De repente, a mídia descobriu que faltam ferrovias no Brasil. Sob a pressão dos acontecimentos, concluiu-se que foi errado priorizar o transporte rodoviário.  Há décadas ignoramos o fato de que a natureza foi generosa conosco em relação à hidrografia, às características do litoral propício a navegação, à estabilidade do solo e à amenidade do clima.   O que nos assegura condições favoráveis à diversificação das vias de transporte.

Ferrovias, vapores e navios operavam razoavelmente bem desde o Império, na República Velha e até meados do século 20. Foi no governo Juscelino Kubitscheck que teve início a chamada era rodoviária. “Imagine-se – era o que se dizia – progredir e desenvolver o País na base da navegação morosa, da bitola estreita, dos trenzinhos sacolejantes!” Passou-se a priorizar estradas de rodagem, caminhões, ônibus e automóveis, esses, sim, antenados com o futuro. Sendo que, naqueles tempos pré-Petrobrás, os combustíveis importados eram baratos.

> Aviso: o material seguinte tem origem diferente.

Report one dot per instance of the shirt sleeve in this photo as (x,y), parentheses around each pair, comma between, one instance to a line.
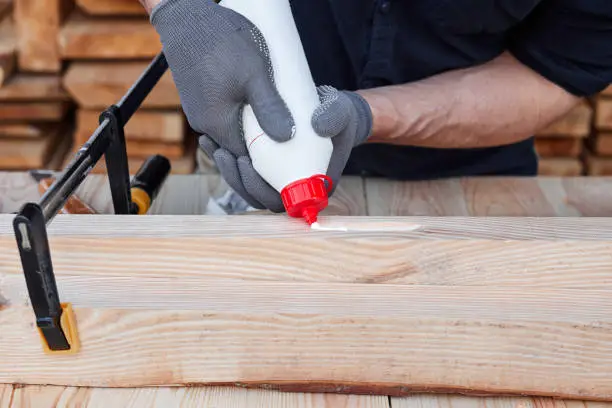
(569,42)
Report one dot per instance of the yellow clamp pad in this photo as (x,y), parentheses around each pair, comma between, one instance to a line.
(141,199)
(68,324)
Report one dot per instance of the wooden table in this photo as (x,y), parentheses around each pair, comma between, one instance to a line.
(195,194)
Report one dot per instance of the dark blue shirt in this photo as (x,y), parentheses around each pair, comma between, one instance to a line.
(358,44)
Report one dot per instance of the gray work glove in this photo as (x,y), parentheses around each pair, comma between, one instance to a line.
(343,116)
(219,61)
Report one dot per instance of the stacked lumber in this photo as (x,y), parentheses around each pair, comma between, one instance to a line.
(108,44)
(560,145)
(599,158)
(34,108)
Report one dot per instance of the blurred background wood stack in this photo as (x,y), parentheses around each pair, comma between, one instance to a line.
(599,154)
(62,62)
(560,146)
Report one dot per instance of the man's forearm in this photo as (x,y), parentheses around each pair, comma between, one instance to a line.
(497,103)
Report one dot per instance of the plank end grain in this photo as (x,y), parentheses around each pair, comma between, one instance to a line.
(38,24)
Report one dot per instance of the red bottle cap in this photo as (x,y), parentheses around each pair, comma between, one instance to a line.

Coincidentemente, instalaram-se no Brasil as montadoras de veículos, o que seria o glorioso passo inicial da industrialização do País.  A nova capital federal, no planalto central, foi associada à rodovia Belém-Brasília, que más línguas diziam ligar o nada a coisa nenhuma.  De avião ou pelas estradas de chão batido, vinham políticos, administradores e empreiteiros, material de construção, gêneros alimentícios, mobiliário, utilidades domésticas. E candangos, aos milhares, cobertos de suor e de poeira. A estrada de ferro chegou depois – algo canhestra, como que deslocada e envergonhada na cidade modernista de JK, Lúcio Costa e Oscar Niemeyer.

A primeira locomotiva apitou em Goiânia em maio de 1950, seguindo-se a construção da estação ferroviária, segundo projeto do Departamento Nacional de Estradas de Ferro.  Estava prevista a extensão da ferrovia até o Rio Araguaia; daí demandaria Cuiabá (MT); os trabalhos ficaram sob a direção de meu saudoso pai, Engenheiro Cyridião Ferreira da Silva.

Lembro-me dele com roupa de brim cáqui, polainas altas, chapéu de abas duras, indo conhecer in loco o terreno, para definir os rumos da estrada de ferro que iria projetar com vistas à integração do Centro-Oeste ao eixo dinâmico do País. Com um assistente, um topógrafo e o motorista seguiam em um jipe Land Rover, levando instrumentos de engenharia e barracas, nas quais acampavam à luz das estrelas. Para comunicar-se, no quintal da nossa casa havia uma estação de rádio amador, que era acionada quando possível. As anotações feitas nas cadernetas de campo iriam subsidiar cálculos e projetos, laboriosamente desenvolvidos no escritório.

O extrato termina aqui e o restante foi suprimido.